Is your face speaking louder than your words?

Having worked over twenty years in the marketing industry as an account manager, I knew that sometimes those great artists and writers wore their egos on their sleeves. When a client made changes to their creative or worse yet, just didn’t like the idea, I had to take great tact and choose my words carefully. After all, we were in the communications industry and problems could always be discussed, worked out, mulled over, right? I had just hung up the phone after a call with a difficult client who tore the copy to shreds. As the impending deadline hung in the wings, I drew a big breath and walked to the copywriter’s office.

I tapped on the open door and put on a smile of contrition. While the copywriter’s fingers were nimbly working over the keyboard, she briefly glanced up and returned to her typing. I cleared my throat, offered an apology and waited until she finally looked at me. Her jaw clenched, her hooded eyes were staring a hole through me as she began nervously tapping her foot on the floor. When I began describing changes, my copywriter friend’s jaw dropped as she grabbed her pen and began fidgeting with it while her foot tapped faster. She hadn’t said a word, not even uttered a noise, but I got her message loud and clear. I was not welcome.  She was not glad to see me or my revisions. I felt like sinking into the floor.

Body language speaks louder than words. When it comes to determining our perception of someone’s likability, body language accounts for 93 percent of communication, while words account for the remaining 7 percent. First impressions are made in a flash, and once decided, very seldom change. Your success in business literally hangs on your shoulders.

Becoming more aware of your body language and how you’re nonverbally communicating is essential in business. Much has been written on this science but we’ll break it down into three manageable areas: posture, personal space and eye contact.


If your mother ever told you to stand up straight, she knew what she was talking about. Beyond the benefits physically, standing tall with shoulders back indicates confidence, trustworthiness and credibility. Slouching and slumping demonstrates weakness, insecurity and laziness.

Eye Contact

One of the fastest ways to build an immediate connection with someone is by making direct eye contact. Good eye contact shows you’re interested and confident.
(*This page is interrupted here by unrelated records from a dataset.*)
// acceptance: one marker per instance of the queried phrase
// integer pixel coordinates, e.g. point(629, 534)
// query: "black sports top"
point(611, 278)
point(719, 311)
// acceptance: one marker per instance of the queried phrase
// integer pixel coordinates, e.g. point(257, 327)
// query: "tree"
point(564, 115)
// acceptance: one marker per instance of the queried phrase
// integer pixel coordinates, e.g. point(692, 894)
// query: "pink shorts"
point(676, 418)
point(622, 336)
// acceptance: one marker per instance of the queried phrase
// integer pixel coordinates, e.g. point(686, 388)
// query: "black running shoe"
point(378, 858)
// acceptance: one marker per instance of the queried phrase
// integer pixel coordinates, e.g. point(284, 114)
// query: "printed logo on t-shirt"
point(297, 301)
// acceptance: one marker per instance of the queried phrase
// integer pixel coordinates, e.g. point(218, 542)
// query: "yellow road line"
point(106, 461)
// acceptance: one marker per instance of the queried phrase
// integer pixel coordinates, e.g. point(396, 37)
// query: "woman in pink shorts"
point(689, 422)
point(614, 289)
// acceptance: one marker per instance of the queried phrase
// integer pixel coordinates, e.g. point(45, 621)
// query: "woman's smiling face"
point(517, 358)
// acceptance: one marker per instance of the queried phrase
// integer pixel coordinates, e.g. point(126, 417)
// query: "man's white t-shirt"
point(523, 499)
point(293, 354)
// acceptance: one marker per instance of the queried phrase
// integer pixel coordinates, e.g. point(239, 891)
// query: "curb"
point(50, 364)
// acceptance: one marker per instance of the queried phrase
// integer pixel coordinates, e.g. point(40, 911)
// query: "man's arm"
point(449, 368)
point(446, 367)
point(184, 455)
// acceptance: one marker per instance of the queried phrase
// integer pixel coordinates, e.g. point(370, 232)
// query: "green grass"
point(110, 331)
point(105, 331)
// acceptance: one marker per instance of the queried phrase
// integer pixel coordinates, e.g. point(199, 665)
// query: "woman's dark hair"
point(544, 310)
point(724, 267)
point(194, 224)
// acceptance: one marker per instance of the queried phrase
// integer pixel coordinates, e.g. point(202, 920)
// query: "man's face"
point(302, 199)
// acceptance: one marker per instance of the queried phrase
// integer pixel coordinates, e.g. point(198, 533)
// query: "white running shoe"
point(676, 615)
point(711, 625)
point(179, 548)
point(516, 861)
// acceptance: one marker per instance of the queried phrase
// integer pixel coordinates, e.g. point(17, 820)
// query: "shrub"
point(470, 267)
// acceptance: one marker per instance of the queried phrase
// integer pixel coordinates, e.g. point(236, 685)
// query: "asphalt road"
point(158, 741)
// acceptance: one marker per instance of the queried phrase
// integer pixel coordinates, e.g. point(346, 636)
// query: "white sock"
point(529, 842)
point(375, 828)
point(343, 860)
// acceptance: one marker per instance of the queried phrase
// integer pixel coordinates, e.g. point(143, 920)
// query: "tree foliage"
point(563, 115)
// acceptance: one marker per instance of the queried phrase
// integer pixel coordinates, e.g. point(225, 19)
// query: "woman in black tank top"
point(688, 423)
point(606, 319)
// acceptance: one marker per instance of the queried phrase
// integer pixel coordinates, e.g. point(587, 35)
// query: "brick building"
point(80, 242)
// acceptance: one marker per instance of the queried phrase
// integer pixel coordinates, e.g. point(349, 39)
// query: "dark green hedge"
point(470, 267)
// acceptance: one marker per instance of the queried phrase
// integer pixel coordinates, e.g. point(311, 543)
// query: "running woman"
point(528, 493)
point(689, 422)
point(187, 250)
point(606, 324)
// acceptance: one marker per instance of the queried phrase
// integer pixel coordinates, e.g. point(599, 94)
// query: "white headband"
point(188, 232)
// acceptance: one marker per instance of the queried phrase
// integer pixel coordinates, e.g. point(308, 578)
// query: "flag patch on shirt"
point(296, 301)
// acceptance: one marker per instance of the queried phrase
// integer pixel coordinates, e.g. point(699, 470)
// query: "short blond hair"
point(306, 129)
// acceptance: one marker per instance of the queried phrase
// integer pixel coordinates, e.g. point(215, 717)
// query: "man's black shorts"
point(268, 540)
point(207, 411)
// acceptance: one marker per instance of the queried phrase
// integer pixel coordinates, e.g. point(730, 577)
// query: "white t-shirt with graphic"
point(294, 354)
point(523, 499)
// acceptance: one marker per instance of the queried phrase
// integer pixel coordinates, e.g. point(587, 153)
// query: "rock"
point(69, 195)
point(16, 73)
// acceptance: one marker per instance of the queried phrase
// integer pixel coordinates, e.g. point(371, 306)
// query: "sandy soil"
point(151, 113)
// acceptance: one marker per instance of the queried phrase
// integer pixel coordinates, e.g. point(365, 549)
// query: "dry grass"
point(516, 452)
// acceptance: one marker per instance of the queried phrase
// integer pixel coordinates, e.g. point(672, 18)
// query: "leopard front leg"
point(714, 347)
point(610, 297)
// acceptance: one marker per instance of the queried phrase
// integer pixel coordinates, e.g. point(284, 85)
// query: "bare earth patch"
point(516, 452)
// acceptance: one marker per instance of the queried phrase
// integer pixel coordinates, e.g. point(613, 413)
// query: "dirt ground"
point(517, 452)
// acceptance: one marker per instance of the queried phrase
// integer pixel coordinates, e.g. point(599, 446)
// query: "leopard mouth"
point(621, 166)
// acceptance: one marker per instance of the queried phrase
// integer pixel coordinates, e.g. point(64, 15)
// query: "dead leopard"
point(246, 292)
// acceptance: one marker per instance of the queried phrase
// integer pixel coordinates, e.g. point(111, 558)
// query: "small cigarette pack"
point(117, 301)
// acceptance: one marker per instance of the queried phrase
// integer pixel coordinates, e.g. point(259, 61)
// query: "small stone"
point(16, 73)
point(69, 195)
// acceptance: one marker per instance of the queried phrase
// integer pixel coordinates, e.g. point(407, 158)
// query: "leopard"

It immediately builds trust and approachability. Remember never to roll your eyes when someone is speaking. It’s a sign of contempt, frustration and exasperation.

Personal Space

Remember the 4-foot rule. People are comfortable being at least four feet away from your body. In business, contacts may feel threatened and nervous if you move in too close. At the same time, we are all humans and sometimes a welcome hug at work is exactly what we need. Just ask first before handing out hugs. 🙂

These are just the basics. Brush up and be bold. You may never get a second chance to make the best first impression.